Shared services

Enabling access to shared services in support of CGIAR research and its researchers

The Platform empowers CGIAR and its community to deliver on the potential of big data to bring results for smallholder agriculture.

A key part of the Platform’s Convene Module strategy is to develop ambitious partnerships to facilitate collaboration and ideation and build CGIAR capacity on big data approaches.

The Platform has enabled access to shared services in support of CGIAR research. The services described below are available to all CGIAR researchers. If you would like to benefit from any of these services, please contact Jawoo Koo at j.koo@cgiar.org

Additional capacity buidling initiatives include our courses and regular webinars.

Help us optimize your use of these subscriptions by sharing your feedback in this short five-minute survey.

If you have found these services useful to your work, please acknowledge us following these guidelines.

Big Data Services

GARDIAN: The Global Agricultural Research Data Innovation & Acceleration Network

The primary focus in the early years of the Platform is on getting CGIAR data resources organized and FAIR (Findable, Accessible, Interoperable, Reusable). The Platform is working on establishing the infrastructures, tools, and approaches to make CGIAR data visible and usable, and has developed FAIR Metrics and downloadable Guidelines for making data assets FAIR. It is also working with all 15 Centers to build capacity across the CGIAR system to effectively manage its valuable data resources.

GARDIAN, the Global Agricultural Research Data Innovation & Acceleration Network, is the CGIAR flagship data harvester. GARDIAN enables the discovery of publications and datasets from the thirty-odd institutional publications and data repositories across all CGIAR Centers to enable value addition and innovation via data reuse.

COLLABORATIVE DATA SCIENCE ENVIRONMENT

Collaborative GARDIAN Labs

As a part of the GARDIAN Ecosystem, the Platform will soon launch the Collaborative GARDIAN Labs (CGLabs), an open collaborative data science platform that allows researchers to work together on the same data science project using datasets securely transferred from GARDIAN and other trusted sources.

CGLabs will help discoverability, visualization, and analyses of datasets and collaborative analytics using R and Python computer programming languages. CGLabs establishes a secure transfer and storage of computer program codes and data files through Globus, another core Shared Service that the Platform provides.

Shared programming codes will help accelerate the customization of analytics and avoid possible duplications. This will ultimately contribute to the advances in science by enabling the reproducibility of published work and increased efficiencies.

With CGLabs, we anticipate lowering the barrier to the practical use of big data in agricultural research. Stay tuned for the exciting launch of CGLabs in mid-2020!

Subscription Services

Secure sharing and transfer of large datasets

The CGIAR Platform for Big Data in Agriculture activated a subscription to Globus, a grid computing alliance providing tools for secure management of data. The Platform is testing Globus to determine if it can become a pan-CGIAR data infrastructure.

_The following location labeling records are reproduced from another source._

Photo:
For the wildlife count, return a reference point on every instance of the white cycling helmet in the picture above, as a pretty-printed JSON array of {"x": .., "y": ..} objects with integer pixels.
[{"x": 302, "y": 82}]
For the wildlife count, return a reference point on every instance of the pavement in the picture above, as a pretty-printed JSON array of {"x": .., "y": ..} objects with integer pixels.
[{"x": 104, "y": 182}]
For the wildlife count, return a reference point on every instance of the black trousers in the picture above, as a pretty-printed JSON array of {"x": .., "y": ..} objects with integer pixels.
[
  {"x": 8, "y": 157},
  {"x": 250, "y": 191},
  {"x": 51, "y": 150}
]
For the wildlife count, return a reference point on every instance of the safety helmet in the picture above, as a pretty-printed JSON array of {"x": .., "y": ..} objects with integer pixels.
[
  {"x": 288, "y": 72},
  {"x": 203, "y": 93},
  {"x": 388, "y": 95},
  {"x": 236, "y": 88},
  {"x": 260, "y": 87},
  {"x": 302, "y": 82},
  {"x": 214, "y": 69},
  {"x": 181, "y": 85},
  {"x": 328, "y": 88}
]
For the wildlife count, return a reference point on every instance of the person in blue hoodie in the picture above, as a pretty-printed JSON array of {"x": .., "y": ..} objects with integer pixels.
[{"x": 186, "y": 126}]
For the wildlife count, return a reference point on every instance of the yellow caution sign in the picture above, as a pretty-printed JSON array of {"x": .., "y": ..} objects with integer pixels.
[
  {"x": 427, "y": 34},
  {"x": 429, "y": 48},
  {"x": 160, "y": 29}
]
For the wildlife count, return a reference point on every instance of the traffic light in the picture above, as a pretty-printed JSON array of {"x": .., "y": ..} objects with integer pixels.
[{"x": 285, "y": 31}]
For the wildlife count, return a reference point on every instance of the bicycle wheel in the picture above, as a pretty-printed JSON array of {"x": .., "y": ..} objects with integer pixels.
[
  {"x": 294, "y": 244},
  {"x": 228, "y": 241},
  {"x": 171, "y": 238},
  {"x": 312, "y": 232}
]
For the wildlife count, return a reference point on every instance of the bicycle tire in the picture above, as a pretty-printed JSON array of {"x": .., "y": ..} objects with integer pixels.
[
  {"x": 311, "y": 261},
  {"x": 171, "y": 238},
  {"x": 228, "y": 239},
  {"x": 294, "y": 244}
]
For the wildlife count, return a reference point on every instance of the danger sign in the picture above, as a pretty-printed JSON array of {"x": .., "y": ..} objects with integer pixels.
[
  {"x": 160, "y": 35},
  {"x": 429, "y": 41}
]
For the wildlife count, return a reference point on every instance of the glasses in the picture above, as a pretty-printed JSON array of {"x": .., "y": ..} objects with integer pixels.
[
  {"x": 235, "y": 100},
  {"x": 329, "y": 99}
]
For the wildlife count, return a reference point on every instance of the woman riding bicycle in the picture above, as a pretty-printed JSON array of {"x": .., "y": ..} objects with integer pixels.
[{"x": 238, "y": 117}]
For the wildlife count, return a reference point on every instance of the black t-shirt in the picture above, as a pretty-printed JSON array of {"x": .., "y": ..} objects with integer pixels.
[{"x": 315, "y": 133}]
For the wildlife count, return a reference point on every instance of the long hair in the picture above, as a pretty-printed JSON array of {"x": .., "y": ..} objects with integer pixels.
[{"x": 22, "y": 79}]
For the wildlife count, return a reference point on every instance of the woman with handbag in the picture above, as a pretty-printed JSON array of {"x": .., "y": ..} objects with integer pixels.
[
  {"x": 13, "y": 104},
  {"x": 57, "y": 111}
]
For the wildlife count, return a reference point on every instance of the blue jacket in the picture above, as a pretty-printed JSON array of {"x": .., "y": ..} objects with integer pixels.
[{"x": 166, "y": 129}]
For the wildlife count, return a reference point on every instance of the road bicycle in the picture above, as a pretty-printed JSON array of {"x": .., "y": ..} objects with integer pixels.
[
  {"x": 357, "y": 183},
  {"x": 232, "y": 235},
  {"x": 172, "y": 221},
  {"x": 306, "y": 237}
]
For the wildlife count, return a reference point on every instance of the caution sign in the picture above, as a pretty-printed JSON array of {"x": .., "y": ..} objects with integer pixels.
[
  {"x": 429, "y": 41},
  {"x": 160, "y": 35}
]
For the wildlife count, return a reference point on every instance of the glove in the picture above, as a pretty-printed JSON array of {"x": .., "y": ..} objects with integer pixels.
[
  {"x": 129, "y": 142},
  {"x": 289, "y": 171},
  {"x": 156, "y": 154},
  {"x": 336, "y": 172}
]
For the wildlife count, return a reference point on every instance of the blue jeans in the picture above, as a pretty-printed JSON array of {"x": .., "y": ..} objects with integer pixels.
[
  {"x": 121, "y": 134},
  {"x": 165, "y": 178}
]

The subscription offers comprehensive data management capabilities for CGIAR researchers, including file sharing, easy and secure transfer of large datasets, access to cloud storage, protected data management with the setting of appropriate access permissions for sensitive data, advanced endpoint administration, and much more.

Commercial satellite imagery

CGIAR has partnered with Maxar’s DigitalGlobe to accelerate machine learning solutions for agriculture. Under the partnership, CGIAR’s geospatial scientists will mine DigitalGlobe’s 100 petabyte imagery library using machine learning and the computational power of the company’s Geospatial Big Data platform (GBDX) to create more sophisticated baseline datasets in agriculture, plan new projects and monitor crop health, crop yield and the environmental impacts of farming.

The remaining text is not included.